In summary, GPT4All is a tool that democratizes access to AI resources by allowing anyone to run large language models locally on their own hardware.

The website is (unsurprisingly)

Like all the LLMs on this list (when configured correctly), gpt4all does not require Internet or a GPU.

3) ollama

Again, magic!

Ollama is an open-source command line tool that allows you to run, create, and share large language models on your computer. It’s designed to run open-source large language models locally on your machine2. Ollama supports various models such as Llama 3, Mistral, Gemma, and others.

It simplifies the process by bundling model weights, configuration, and data into a single package defined by a Modelfile. This means you can run large language models, such as Llama 2 and Code Llama, without any registration or waiting list.

Ollama is available for macOS, Linux, and Windows. It started by supporting Llama, then expanded its model library to include models like Mistral and Phi-25. So, if you’re interested in running large language models on your local machine, Ollama could be a great tool to consider!

Ollama’s multimodal capabilities allow it to process both text and image inputs together. This means you can ask the model questions or give it prompts that involve both text and images, and it will generate responses based on both types of input.

To use this feature, you simply type your prompt and then drag and drop an image. There is a new images parameter for both Ollama’s Generate API & Chat API. The images parameter takes a list of base64 encoded PNG or JPEG format images. Ollama supports image sizes up to 100MB.

For example, you can run a multimodal model like LLaVA by typing ollama run llava in the terminal. In the background, Ollama will download the LLaVA 7B model and run it. If you want to use a different parameter size, you can try the 13B model using ollama run llava:13b.

More multimodal models are becoming available, such as BakLLaVA 7B. You can run it by typing ollama run bakllava in the terminal.

This multimodal capability makes Ollama a powerful tool for generating creative and contextually relevant responses based on a combination of text and image inputs. It’s a great way to leverage the power of large language models in a more interactive and engaging way.

4. localllm

Defies explanation, doesn’t it?

I find that this is the most convenient way of all. The full explanation is given on the link below:

Google Cloud Blog

localllm is a tool developed by Google Cloud Platform that allows you to run Large Language Models (LLMs) locally on Cloud Workstations.
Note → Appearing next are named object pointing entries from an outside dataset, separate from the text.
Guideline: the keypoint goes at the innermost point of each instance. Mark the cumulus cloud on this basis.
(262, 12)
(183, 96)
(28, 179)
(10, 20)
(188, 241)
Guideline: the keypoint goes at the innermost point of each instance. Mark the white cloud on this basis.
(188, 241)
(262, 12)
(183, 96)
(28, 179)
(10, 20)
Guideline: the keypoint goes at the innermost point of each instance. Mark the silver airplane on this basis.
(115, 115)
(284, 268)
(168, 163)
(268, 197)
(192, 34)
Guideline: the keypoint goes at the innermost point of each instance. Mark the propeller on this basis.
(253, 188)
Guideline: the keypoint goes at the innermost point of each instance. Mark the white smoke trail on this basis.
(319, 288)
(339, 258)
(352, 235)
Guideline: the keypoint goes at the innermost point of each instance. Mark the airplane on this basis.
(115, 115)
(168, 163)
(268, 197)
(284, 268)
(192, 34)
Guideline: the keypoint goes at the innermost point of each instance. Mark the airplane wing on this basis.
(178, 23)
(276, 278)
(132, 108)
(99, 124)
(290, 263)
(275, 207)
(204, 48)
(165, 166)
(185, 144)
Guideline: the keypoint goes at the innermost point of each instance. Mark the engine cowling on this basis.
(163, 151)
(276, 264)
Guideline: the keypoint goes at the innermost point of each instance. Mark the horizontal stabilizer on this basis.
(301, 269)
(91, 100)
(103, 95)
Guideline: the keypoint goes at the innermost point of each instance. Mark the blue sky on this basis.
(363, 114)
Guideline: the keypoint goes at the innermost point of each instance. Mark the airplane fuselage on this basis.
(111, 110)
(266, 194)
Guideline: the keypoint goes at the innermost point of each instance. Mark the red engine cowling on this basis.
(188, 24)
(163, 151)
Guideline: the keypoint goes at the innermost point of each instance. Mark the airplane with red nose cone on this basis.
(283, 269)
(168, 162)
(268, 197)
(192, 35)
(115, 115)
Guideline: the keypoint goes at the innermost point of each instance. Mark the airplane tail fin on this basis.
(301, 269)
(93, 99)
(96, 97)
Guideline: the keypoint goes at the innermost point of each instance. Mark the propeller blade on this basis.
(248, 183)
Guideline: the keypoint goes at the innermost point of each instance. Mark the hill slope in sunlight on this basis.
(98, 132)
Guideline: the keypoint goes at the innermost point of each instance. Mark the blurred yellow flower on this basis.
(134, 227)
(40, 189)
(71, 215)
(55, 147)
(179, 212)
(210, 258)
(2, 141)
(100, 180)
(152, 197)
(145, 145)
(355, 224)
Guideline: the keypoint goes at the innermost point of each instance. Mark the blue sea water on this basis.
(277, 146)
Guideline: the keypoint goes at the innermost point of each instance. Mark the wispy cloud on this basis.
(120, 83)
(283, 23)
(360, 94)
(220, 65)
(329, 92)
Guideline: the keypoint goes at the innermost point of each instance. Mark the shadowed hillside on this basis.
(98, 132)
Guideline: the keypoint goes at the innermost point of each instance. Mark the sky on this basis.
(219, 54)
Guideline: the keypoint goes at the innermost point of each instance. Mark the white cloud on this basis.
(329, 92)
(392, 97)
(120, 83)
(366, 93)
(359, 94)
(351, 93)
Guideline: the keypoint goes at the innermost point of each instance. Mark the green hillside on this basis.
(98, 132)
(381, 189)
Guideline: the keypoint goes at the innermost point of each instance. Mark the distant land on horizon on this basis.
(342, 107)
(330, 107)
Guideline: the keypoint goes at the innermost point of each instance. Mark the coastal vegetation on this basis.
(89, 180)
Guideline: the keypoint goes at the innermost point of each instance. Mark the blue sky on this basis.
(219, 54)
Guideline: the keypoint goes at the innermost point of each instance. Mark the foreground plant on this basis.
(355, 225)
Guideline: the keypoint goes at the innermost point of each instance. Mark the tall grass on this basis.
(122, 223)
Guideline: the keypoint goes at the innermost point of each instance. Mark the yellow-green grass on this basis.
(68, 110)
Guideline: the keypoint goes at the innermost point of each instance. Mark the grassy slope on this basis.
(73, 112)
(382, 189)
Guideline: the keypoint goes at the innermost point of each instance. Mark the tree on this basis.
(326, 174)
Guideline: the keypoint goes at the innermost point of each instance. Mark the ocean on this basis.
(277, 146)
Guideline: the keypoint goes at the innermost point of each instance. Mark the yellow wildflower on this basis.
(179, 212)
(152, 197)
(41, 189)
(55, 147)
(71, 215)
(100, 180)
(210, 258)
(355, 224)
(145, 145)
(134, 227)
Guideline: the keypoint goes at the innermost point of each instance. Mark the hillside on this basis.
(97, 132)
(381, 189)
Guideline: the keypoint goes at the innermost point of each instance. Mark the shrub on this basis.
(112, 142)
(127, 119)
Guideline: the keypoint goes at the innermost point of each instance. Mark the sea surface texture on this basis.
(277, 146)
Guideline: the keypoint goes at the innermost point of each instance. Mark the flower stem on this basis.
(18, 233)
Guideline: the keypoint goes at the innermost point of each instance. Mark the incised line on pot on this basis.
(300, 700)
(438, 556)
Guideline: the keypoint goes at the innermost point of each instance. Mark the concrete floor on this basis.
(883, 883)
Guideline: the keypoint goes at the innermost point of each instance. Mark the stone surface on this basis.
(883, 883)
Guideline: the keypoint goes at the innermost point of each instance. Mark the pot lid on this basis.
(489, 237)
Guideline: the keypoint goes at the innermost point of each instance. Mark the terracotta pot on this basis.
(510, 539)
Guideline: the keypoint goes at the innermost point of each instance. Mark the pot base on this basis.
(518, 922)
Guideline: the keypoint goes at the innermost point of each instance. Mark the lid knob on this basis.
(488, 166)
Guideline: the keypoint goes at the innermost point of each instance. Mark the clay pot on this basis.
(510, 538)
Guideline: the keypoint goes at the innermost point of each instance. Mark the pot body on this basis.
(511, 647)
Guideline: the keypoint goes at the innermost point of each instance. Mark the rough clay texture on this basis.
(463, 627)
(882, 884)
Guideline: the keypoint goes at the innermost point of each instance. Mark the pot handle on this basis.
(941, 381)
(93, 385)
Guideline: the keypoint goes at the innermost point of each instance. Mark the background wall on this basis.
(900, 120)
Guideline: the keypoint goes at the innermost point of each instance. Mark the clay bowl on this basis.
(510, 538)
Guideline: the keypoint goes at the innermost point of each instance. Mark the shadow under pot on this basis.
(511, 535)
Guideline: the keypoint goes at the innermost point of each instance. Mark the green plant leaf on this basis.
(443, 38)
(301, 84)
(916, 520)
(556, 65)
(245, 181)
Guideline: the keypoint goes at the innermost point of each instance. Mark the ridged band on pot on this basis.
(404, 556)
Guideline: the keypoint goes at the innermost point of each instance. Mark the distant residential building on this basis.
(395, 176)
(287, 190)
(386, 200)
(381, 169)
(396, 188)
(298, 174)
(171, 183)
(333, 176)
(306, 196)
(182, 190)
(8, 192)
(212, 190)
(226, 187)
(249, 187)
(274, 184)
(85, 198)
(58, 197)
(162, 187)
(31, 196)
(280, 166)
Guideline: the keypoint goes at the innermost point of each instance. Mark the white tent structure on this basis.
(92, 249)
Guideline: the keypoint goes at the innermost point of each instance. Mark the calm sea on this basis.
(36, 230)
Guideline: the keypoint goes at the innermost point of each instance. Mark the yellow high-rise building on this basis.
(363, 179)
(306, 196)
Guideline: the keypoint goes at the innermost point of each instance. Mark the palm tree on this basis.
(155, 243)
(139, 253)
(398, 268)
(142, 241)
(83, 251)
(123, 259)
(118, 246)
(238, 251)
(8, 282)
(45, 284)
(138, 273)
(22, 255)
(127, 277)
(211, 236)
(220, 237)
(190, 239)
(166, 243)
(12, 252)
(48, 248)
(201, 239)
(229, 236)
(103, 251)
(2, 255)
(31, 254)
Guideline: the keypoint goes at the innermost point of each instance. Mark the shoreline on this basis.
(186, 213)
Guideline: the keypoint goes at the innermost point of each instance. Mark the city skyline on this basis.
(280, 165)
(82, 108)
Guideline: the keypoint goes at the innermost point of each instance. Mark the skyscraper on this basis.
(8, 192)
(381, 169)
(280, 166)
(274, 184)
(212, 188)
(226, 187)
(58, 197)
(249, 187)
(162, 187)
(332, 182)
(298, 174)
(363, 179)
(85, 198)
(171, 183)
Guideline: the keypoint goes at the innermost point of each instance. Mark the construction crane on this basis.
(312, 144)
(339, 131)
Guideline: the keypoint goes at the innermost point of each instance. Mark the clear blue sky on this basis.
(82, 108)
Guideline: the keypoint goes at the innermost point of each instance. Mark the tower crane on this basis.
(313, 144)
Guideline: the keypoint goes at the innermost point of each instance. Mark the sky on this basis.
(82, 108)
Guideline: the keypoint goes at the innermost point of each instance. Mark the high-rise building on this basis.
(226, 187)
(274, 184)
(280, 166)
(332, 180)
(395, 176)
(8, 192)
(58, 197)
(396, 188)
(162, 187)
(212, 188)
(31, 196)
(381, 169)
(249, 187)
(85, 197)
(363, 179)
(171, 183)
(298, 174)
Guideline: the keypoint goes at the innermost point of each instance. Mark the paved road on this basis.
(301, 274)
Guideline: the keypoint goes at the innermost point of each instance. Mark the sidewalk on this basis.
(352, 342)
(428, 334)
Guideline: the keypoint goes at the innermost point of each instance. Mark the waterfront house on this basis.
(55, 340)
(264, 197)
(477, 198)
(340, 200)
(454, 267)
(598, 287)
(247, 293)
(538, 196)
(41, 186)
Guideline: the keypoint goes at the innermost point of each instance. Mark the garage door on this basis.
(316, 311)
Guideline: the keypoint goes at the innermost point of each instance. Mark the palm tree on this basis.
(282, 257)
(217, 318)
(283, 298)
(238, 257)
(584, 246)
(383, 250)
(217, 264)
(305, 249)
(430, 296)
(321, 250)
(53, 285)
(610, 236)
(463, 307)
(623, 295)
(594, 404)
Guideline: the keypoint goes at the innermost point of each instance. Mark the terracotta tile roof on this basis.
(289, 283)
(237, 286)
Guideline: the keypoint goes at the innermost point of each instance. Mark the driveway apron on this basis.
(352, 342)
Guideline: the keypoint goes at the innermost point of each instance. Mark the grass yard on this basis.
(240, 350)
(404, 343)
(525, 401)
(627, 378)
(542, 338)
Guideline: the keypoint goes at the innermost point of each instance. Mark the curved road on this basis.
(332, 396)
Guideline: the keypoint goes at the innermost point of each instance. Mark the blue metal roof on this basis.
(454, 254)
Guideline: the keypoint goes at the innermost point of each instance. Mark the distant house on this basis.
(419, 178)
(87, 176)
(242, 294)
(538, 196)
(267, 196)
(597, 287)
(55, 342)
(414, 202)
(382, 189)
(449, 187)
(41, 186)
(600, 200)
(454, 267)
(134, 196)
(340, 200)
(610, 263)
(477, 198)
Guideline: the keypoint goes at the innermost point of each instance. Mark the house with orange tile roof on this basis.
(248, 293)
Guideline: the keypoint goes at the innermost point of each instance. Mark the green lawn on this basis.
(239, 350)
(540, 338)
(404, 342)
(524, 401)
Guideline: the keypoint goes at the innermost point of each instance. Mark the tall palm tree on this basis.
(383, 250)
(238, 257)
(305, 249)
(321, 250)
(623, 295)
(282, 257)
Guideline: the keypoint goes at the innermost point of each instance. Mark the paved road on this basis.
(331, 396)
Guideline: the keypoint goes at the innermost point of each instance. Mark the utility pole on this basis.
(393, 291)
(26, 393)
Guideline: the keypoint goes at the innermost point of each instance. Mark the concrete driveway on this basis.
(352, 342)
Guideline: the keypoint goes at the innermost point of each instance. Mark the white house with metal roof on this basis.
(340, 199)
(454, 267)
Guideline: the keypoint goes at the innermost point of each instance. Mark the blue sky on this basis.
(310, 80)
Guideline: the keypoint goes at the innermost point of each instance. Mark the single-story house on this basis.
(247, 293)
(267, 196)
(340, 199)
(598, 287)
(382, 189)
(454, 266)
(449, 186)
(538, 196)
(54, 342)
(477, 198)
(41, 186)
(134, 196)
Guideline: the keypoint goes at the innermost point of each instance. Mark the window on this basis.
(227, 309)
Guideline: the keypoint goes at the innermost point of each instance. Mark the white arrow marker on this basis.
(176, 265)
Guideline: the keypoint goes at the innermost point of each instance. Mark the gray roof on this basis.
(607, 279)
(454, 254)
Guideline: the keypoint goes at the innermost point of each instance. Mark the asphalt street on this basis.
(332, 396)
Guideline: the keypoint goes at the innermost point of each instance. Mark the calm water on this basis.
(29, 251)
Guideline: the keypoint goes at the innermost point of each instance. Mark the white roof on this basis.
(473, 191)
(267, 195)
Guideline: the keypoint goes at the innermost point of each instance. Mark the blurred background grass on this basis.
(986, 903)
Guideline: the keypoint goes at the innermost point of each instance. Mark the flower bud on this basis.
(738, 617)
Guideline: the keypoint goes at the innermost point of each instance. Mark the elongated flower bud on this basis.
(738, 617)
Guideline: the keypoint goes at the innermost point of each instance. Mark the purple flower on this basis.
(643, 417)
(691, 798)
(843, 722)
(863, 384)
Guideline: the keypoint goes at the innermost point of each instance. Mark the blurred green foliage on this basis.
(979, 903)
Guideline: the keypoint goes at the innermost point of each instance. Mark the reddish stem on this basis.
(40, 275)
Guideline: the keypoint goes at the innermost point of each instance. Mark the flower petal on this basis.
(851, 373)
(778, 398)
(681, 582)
It’s particularly useful for developers who want to leverage the power of LLMs without the constraints of GPU availability.

Here are some key points about localllm:

  • It’s designed to run on local CPUs, eliminating the need for GPUs.
  • It uses quantized models from HuggingFace, which are AI models optimized to run on devices with limited computational resources.
  • The tool is part of a solution that combines quantized models, Cloud Workstations, and generally available resources to develop AI-based applications.
  • It provides easy access to quantized models through a command-line utility.

In essence, localllm is a game-changer for developers seeking to leverage LLMs in their applications, offering a flexible and efficient approach to application development.

5. Llama 3 (Version 3 released from Meta) Now that’s a spectacular Llama!

Meta’s Llama 3, often referred to as Llama 3, is the latest iteration of Meta’s Large Language Model (LLM). It’s a powerful AI tool that has made significant strides in the field of Natural Language Processing (NLP) and Machine Learning (ML).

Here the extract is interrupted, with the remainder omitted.